The ionization energies JJ, of 1,6;8,13‐alkanediylidene‐[14]annulenes (2 to 5) and of dicyclohepta[cd,gh]pentalene (1) have been determined by photoelectron spectroscopy, using HeI radiation. The data are interpreted in terms of Koopmans' theorem (JJ = −εJ) on the basis of correlation diagrams and with the help of simple molecular orbital models.
If the bridge is an ethane‐, propane‐ or butane‐diylidene group, the π‐orbital sequence, in descending order of orbital energies, is (in C2v): b1, b2, a2, a1. The sequence is due to a complicated and not uniquely definable interplay of inductive, conjugative and homoconjugative effects. A detailed analysis of these effects suggests that the effective angle of twist between two consecutive basis‐AOs 2pμ, 2pν of the peripheral π‐system should be smaller than the twist angles θμν determined by X‐ray analysis, i.e. that the pi;‐ribbon adjusts elastically and is no longer locally orthogonal to the σ‐frame.
In the non‐alternant hydrocarbon 1 of symmetry D2h, the sequence is 2b2g, 3b1u, 2b3g, 1au, 2b1u. The sequence 3b1u above 2b3g, i.e. the reverse of b2 above a1 in the bridged [14]annulenes, is explained as being due to the interaction of the semilocalized perimeter orbitals b1u and b3g with the bonding (π(B1u))and antibonding (π*(B3g)) orbital of the central double bond.
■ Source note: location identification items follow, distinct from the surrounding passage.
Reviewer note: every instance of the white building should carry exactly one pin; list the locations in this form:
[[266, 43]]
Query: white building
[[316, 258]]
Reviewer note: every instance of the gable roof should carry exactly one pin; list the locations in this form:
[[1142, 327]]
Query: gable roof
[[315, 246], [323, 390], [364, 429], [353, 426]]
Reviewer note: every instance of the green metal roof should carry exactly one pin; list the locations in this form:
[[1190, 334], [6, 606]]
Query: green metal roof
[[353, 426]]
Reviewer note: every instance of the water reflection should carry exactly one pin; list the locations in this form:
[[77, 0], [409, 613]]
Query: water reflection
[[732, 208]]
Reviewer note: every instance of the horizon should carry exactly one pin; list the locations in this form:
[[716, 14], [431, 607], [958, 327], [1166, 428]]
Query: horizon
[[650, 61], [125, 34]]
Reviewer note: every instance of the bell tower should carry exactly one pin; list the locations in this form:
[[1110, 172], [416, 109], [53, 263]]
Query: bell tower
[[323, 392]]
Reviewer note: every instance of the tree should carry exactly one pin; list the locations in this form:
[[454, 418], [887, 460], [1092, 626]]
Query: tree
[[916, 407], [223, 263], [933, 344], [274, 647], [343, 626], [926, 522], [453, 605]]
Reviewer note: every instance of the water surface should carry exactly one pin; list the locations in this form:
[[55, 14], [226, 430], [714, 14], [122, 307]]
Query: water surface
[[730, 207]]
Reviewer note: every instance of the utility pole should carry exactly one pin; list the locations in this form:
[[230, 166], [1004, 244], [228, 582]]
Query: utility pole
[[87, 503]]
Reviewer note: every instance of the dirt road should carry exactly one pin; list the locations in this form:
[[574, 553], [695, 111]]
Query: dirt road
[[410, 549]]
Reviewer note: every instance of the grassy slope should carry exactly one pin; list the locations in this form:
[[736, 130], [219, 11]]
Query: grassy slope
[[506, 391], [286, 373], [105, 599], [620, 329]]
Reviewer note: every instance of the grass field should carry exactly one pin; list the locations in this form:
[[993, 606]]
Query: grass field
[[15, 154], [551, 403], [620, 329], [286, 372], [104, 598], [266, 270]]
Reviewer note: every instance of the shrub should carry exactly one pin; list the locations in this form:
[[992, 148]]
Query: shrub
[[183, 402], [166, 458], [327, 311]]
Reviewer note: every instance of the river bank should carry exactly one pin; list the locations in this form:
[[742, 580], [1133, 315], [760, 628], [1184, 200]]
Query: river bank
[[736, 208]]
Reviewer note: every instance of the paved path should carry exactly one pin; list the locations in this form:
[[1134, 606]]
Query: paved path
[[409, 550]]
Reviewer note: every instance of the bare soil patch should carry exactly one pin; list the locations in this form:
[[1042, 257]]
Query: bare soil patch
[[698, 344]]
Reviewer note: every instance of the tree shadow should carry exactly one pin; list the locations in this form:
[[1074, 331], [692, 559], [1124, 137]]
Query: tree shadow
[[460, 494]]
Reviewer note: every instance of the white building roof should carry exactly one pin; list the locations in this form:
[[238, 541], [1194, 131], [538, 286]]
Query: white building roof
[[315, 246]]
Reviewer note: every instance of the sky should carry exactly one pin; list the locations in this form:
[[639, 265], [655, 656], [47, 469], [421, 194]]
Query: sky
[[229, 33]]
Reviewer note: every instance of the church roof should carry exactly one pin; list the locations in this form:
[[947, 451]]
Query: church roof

In 2 the replacement of the two latter orbitals by the Walsh‐orbitals of the cyclopropane moiety leads to the sequence b1, b2, a1, a2.
From the data observed for 1 to 5 and for 1,6‐methano‐[10]annulene [11], a crude estimate for the orbital energies of the hypothetical all‐cis D10h‐[10]‐ and D14h‐[14]annulenes can be derived.